A research team from Meta and UC San Diego has developed a new AI method called "Coconut" that allows language models to think in latent space rather than natural language, showing significant advantages over traditional methods.
The technique, called Chain of Continuous Thought (Coconut), lets AI models operate in an unrestricted latent space instead of processing thoughts through natural language steps.
According to the study, Coconut works similarly to the Chain-of-Thought method, where AI models think step by step in natural language. The key difference: Instead of expressing thought steps in words, the system works in the last hidden state of the LLM.
"Most word tokens are primarily for textual coherence and not essential for reasoning," the researchers explain in their study. At the same time, some critical words require complex planning and create major challenges for AI models.
Better results on complex tasks
The researchers tested Coconut on three different task types and compared results directly with the established Chain-of-Thought (CoT) method. On mathematical word problems (GSM8k), Coconut achieved 34.1 percent accuracy – below CoT (42.9 percent) but well above the baseline without thought chains (16.5 percent).

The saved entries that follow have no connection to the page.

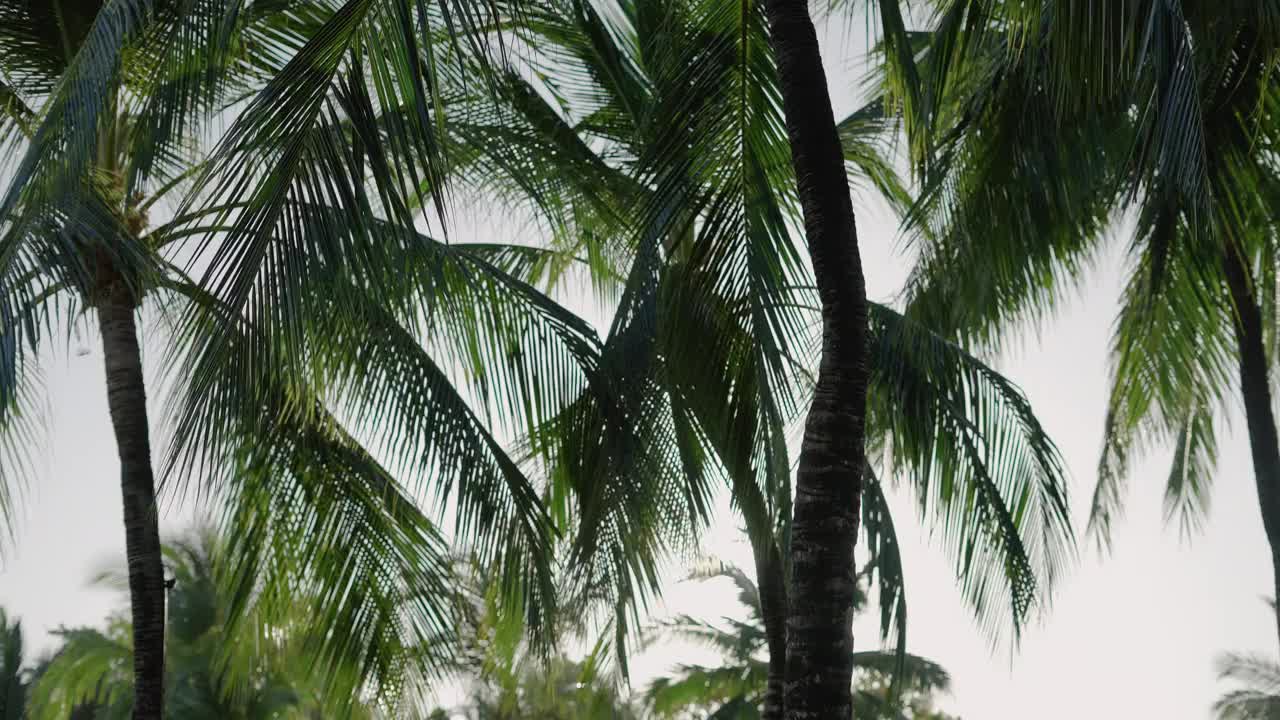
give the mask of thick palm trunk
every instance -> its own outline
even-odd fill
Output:
[[[105,288],[98,302],[98,325],[124,498],[125,551],[133,610],[133,717],[152,720],[162,716],[164,707],[165,588],[151,472],[147,394],[142,382],[134,308],[132,292],[117,278]]]
[[[796,476],[786,717],[851,715],[853,546],[866,412],[866,291],[844,156],[806,0],[768,0],[791,160],[822,305],[822,358]]]
[[[782,572],[782,553],[770,540],[767,547],[752,550],[756,562],[756,587],[760,591],[760,618],[769,648],[769,675],[765,685],[761,720],[782,720],[783,693],[787,673],[787,585]]]
[[[1262,527],[1271,545],[1275,594],[1280,598],[1280,436],[1276,434],[1276,419],[1271,409],[1271,381],[1262,335],[1262,311],[1253,293],[1249,270],[1236,250],[1227,250],[1223,270],[1235,306],[1240,391],[1244,395],[1245,422],[1249,428],[1253,477],[1258,487]],[[1276,615],[1276,632],[1280,637],[1280,610]]]

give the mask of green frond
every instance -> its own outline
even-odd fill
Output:
[[[116,620],[105,632],[74,628],[56,634],[63,645],[32,691],[33,720],[70,717],[82,704],[103,708],[108,717],[126,717],[133,705],[128,624]]]
[[[1045,319],[1081,282],[1129,149],[1105,114],[1055,119],[1034,73],[1015,70],[991,69],[966,96],[905,220],[920,253],[909,314],[966,342]],[[965,267],[982,272],[957,272]]]
[[[456,507],[458,537],[503,569],[511,611],[528,605],[536,625],[539,608],[530,600],[551,598],[538,588],[536,567],[546,554],[539,548],[548,536],[533,488],[412,335],[367,295],[339,284],[330,289],[309,328],[328,338],[332,352],[304,350],[314,356],[316,379],[330,383],[322,387],[338,406],[376,433],[396,467],[419,478],[420,497]],[[209,478],[222,494],[224,522],[236,538],[238,602],[287,605],[299,583],[316,598],[316,651],[329,661],[318,667],[328,668],[331,697],[349,700],[351,688],[366,682],[397,697],[404,673],[419,671],[408,660],[428,657],[420,645],[448,627],[438,607],[451,595],[442,579],[447,566],[436,557],[437,531],[315,389],[281,385],[261,371],[258,363],[271,367],[276,346],[237,331],[239,337],[223,338],[235,364],[179,366],[194,368],[191,376],[207,378],[214,391],[179,398],[171,472]],[[382,340],[370,345],[369,337]],[[404,395],[405,387],[420,392]],[[393,430],[383,432],[383,423]],[[505,496],[509,483],[514,504]],[[509,526],[518,531],[506,532]],[[520,539],[534,545],[499,542]],[[438,663],[421,669],[440,670]]]
[[[47,222],[58,207],[84,204],[90,168],[112,132],[119,102],[118,83],[122,58],[155,20],[153,0],[106,0],[75,7],[58,3],[47,9],[11,7],[14,17],[0,32],[5,41],[18,42],[29,52],[19,63],[31,77],[44,71],[41,82],[48,98],[40,109],[38,126],[26,143],[26,152],[0,199],[6,237],[22,236],[33,225]],[[56,51],[61,60],[54,60]],[[72,44],[74,42],[74,44]],[[51,62],[52,61],[52,62]]]
[[[896,652],[867,650],[853,654],[855,672],[876,673],[883,677],[897,677],[907,689],[917,692],[947,692],[951,688],[951,674],[941,665],[908,653],[905,658]]]
[[[222,408],[256,413],[267,392],[259,368],[272,368],[282,407],[310,421],[313,406],[298,398],[322,398],[396,476],[413,478],[416,494],[452,510],[457,537],[506,568],[510,597],[536,627],[536,597],[554,599],[551,528],[495,426],[531,434],[577,397],[597,362],[593,331],[466,246],[374,217],[349,228],[328,207],[288,209],[297,234],[279,253],[298,255],[272,255],[254,279],[253,332],[224,326],[231,316],[220,314],[193,335],[171,467],[206,462],[200,448],[222,432]],[[322,237],[329,247],[309,240]],[[246,344],[236,345],[241,335]],[[234,380],[219,380],[224,372]],[[550,453],[530,447],[535,459]]]
[[[1212,245],[1167,206],[1140,217],[1137,255],[1112,341],[1108,419],[1089,534],[1100,548],[1123,504],[1133,455],[1172,443],[1166,517],[1194,532],[1208,511],[1217,457],[1215,416],[1235,384],[1231,309]]]
[[[0,718],[22,720],[30,694],[30,679],[24,666],[22,622],[9,622],[0,609]]]
[[[867,567],[875,578],[880,604],[880,638],[891,642],[901,663],[907,655],[907,587],[903,577],[898,533],[888,500],[870,465],[862,476],[862,531],[867,538]],[[901,669],[901,668],[900,668]]]
[[[934,516],[983,629],[1017,637],[1074,556],[1062,458],[1007,379],[888,308],[871,318],[869,441]]]
[[[896,119],[885,112],[886,100],[873,99],[850,113],[836,126],[844,161],[849,167],[849,184],[853,188],[865,181],[884,198],[894,212],[906,215],[912,196],[906,182],[893,163]]]
[[[688,462],[680,416],[660,384],[658,269],[652,254],[633,265],[590,392],[546,428],[559,442],[551,512],[577,521],[571,562],[613,588],[620,660],[628,617],[658,588],[659,559],[697,532],[709,505],[707,477]]]
[[[43,235],[42,240],[63,236]],[[18,507],[43,442],[38,353],[54,335],[54,324],[77,308],[74,296],[63,292],[66,282],[43,272],[49,259],[33,246],[23,243],[10,256],[8,272],[0,272],[0,557],[14,538]]]
[[[253,0],[158,4],[120,78],[130,97],[120,148],[129,194],[189,170],[208,121],[254,84],[254,56],[300,42],[281,22],[287,12],[288,3]],[[255,42],[264,32],[272,41]]]
[[[246,441],[223,480],[230,617],[306,608],[302,647],[327,701],[346,709],[370,691],[394,703],[443,671],[416,662],[451,628],[443,540],[336,424],[276,424],[292,442]]]
[[[645,699],[659,717],[680,717],[694,710],[716,716],[715,708],[741,701],[742,705],[758,704],[757,694],[765,684],[763,663],[746,666],[707,668],[682,665],[675,676],[655,680],[645,691]],[[723,717],[742,717],[721,712]]]
[[[1218,658],[1218,679],[1244,687],[1213,704],[1218,720],[1270,720],[1280,714],[1280,665],[1270,658],[1229,653]]]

However, logical reasoning showed different results: In the ProntoQA test, where AI systems must make logical connections between concepts, Coconut reached 99.8 percent accuracy, outperforming CoT (98.8 percent). The gap was even wider on the newly developed ProsQA test, which requires extensive planning ability: Coconut achieved 97 percent, while CoT only reached 77.5 percent.
Coconut needed significantly fewer tokens than CoT – only 9 versus 92.5 tokens for ProntoQA and 14.2 versus 49.4 tokens for ProsQA. These results show the new method works more accurately and efficiently than traditional approaches, especially on complex logical tasks.
The researchers also found the system can process multiple possible next thought steps in parallel, gradually eliminating incorrect options before generating tokens.
Training remains challenging
The experiments also revealed limitations: Without special training methods, the system didn't learn to think effectively in continuous latent space. For their study, the scientists used a pre-trained GPT-2 model as a foundation. They developed a multi-stage training curriculum that integrated a certain number of continuous thoughts at each stage while removing a language-based thought step. As training progressed, the proportion of latent thinking increased while linguistic reasoning gradually decreased.
The researchers believe the results point to significant potential for advancing AI systems. "Through extensive experiments, we demonstrated that Coconut significantly enhances LLM reasoning capabilities," the authors write in their study. They found it particularly promising that the system independently developed effective thinking patterns similar to breadth-first search without explicit training.
Looking ahead, the researchers see great potential in pre-training larger language models with continuous thoughts. This could help models transfer their thinking abilities to a broader range of tasks. While the current version of Coconut remains limited to certain task types, the researchers believe their findings will lead to more advanced machine thinking systems.